5組目「ちゃんぴおんず」・・・「ちょんってすなよ」

 今回のおもしろ荘で圧倒的票数を獲得し優勝したコンビ。正直なところ見た目は芸人に多くいるキャラ漫才をするコンビに見えてしまった。さらにボケの仕方やボケツッコミの入れ方もそこまで特殊なものでは無く、かなりオーソドックスな漫才だった。

 ではなぜ優勝できたのか。それはネタの面白さと安定感だ。このちゃんぴおんずさんの「ちょんってすなよ」というネタは漫才の面白さ、歌ネタの爽快さ、リズムネタの心地よさ、ギャグの軽快さなどあらゆる要素が組み込まれており、かなり多方向から笑いを起こせるシステムになっている。漫才が好きな人もギャグが好きな人も、歌ネタが好きな人も、リズムネタが好きな人も笑わせることが出来るのだ。

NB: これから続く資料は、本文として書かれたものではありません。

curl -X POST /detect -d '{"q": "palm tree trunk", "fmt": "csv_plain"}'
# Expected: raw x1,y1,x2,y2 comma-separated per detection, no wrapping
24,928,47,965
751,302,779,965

 さらに先述した“オーソドックスな漫才”というのは決してマイナスな表現ではなく、お笑いにおいてはかなりプラスなことなのだ。オーソドックスとは言い換えれば“ベタ”ということ。お笑いをやっている人間のほとんどは“ベタ”を崇拝しており、結局“ベタ”に勝つお笑いは存在しない事を知っている。つまり“ベタ”な漫才が出来る芸人は面白い漫才が出来る芸人ということなのだ。ちゃんぴおんずさんは面白い漫才がしっかりと出来る実力を持っていながら、あらゆる面白い要素を入れ込むことも出来るというめちゃくちゃ器用な漫才を確立したのだ。優勝しないわけがない。

 さらにフリートークに関しても“誰かにいじられた方が笑いになる”という自分たちの強みもわかっており、ガヤが基本の若手芸人としての基本はすでに持ち合わせている。自分たちだけで成立させようとする若手が多い中、MCありきの立ち回りができるちゃんぴおんずさんは即戦力になること間違いなしだ。